Fees or land contributions aimed to meet demand for green space.
Developers in Minneapolis will be required to contribute land for parks — or the money to buy it — under a provision that will take effect Jan. 1.
The measure, passed by the City Council Dec. 6 and the Minneapolis Park and Recreation Board last week, is similar to long-standing requirements in dozens of other metro cities.
“We’re playing catch-up,” said Park Board President John Erwin.
Had the measure been in place last year alone, the Park Board would have received about $3.5 million, according to the city of Minneapolis.
Longtime Park Board attorney Brian Rice noted that the board has missed “a big hunk” of possible funds during the housing boom on the Mississippi riverfront since 2006, when it began seeking legislative approval to assess a fee.
The Parkland Dedication Ordinance rests on a tension that’s been growing particularly along the downtown riverfront — as more people come to live there, the greater the demand for green space.
That’s why the development proposed adjacent to the new Vikings stadium intends to have a park as its centerpiece, Erwin noted.
Developer Kelly Doran, who has built extensive residential and commercial properties in Minneapolis in recent years, said he believes the required contributions from developers for parks will simply jack up the cost of development — and, by extension, sale and rental prices for residents.
For every new residential unit, developers will pay $1,500 or contribute 288 square feet of land, if the development is downtown, or 436 square feet if it’s outside of downtown. Developers of affordable housing are exempt.
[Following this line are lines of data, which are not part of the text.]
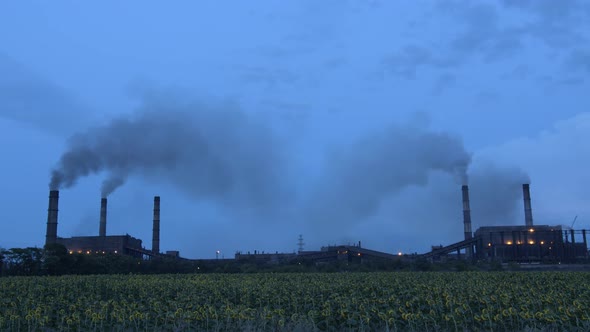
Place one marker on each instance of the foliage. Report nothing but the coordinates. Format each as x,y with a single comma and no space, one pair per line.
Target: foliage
425,301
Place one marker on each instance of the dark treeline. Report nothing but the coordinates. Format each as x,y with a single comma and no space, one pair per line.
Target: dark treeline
56,260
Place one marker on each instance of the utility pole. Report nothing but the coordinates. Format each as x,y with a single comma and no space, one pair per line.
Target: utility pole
300,243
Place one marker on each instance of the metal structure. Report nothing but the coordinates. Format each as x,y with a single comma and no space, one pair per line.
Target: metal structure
300,243
51,234
522,243
102,244
102,231
156,227
528,211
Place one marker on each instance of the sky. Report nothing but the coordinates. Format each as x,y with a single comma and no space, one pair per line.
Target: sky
340,120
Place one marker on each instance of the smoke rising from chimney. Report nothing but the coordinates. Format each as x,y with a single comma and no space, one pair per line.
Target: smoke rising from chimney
216,152
360,176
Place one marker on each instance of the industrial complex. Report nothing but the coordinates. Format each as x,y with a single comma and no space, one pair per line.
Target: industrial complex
525,243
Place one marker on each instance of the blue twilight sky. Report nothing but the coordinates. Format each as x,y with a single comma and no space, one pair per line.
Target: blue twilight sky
257,121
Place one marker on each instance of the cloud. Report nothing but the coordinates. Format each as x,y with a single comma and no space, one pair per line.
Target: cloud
411,58
209,150
29,98
579,60
271,77
444,82
557,160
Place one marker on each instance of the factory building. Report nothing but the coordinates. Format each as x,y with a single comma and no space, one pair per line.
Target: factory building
103,243
530,243
520,243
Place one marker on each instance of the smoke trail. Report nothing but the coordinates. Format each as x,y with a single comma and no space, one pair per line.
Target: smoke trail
380,165
217,152
496,194
110,184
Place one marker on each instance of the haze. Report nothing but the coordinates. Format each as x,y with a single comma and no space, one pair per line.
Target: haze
259,121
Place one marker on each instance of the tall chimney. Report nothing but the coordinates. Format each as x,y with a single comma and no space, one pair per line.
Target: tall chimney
466,213
51,235
156,230
528,211
102,231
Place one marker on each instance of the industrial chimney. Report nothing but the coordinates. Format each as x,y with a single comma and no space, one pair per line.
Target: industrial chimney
156,230
466,213
102,231
51,235
528,212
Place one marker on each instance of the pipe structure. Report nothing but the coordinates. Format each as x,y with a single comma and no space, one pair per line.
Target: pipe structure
156,229
102,231
528,211
466,213
467,219
51,234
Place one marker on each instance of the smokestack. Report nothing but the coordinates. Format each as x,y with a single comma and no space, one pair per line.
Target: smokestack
156,230
102,231
466,213
528,211
51,235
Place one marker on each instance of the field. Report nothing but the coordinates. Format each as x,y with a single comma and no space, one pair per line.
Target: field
415,301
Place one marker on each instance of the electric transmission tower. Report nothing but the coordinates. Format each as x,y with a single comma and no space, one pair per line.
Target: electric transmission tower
300,243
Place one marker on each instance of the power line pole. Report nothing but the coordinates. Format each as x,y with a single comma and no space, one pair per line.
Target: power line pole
300,243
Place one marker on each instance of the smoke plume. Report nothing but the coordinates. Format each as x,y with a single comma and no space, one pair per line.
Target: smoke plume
496,195
216,152
358,178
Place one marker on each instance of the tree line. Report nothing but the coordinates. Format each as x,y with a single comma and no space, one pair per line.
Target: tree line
54,259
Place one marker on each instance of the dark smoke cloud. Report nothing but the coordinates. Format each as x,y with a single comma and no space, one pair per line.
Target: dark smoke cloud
29,98
358,178
209,151
496,194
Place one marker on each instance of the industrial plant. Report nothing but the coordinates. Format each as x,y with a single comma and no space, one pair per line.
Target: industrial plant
526,243
103,243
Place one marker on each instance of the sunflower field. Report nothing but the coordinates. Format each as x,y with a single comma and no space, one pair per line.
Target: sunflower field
400,301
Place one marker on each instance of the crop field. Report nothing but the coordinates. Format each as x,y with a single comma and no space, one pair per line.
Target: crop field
414,301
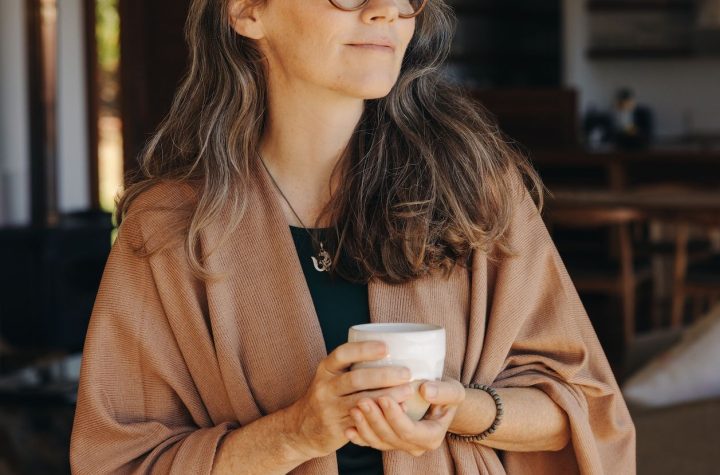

Erwin said he believes that being located near parks and other green space will raise the property’s value by amounts greater than the value of the fee or the land contribution.
He said the ordinance itself is unlikely to transform the riverfront or other areas where new housing or commercial development are coming. “Accessorize” is more like it.
Funds or land contributions from a developer must be used within six-tenths of a mile of the development, so they’ll likely be used to produce small neighborhood parks, access to regional parks or trails such as the Midtown Greenway, small wetlands or recreational amenities such as exercise courses. The money can’t be used for park programming or maintenance.
St. Paul, which is anticipating a major redevelopment of the former Ford plant along the Mississippi, authorized a similar ordinance in 2007.
In some suburban communities, parkland fees from developers have been criticized for being inflated beyond land values and for being used by municipalities for things other than parks.
Unlike most cities, though, Minneapolis has the Park Board, which assesses its own taxes and is independent of the City Council.
Suburbs were able to establish their own fees or land contributions from developers under legislation covering development of open farmland. Minneapolis, fully developed long before that, needed a new law, which was passed in 2006.
Erwin said a dedication fee or land contributions would have made it easier to develop a park in the North Loop area off downtown Minneapolis, where rapid housing development makes that prospect more elusive by the month.
A single playground along West River Parkway has become a focal point, but parks are needed to keep families in the area, said Karen Rosar, vice president of the North Loop Neighborhood Association. The association has been paying for its own studies of park possibilities.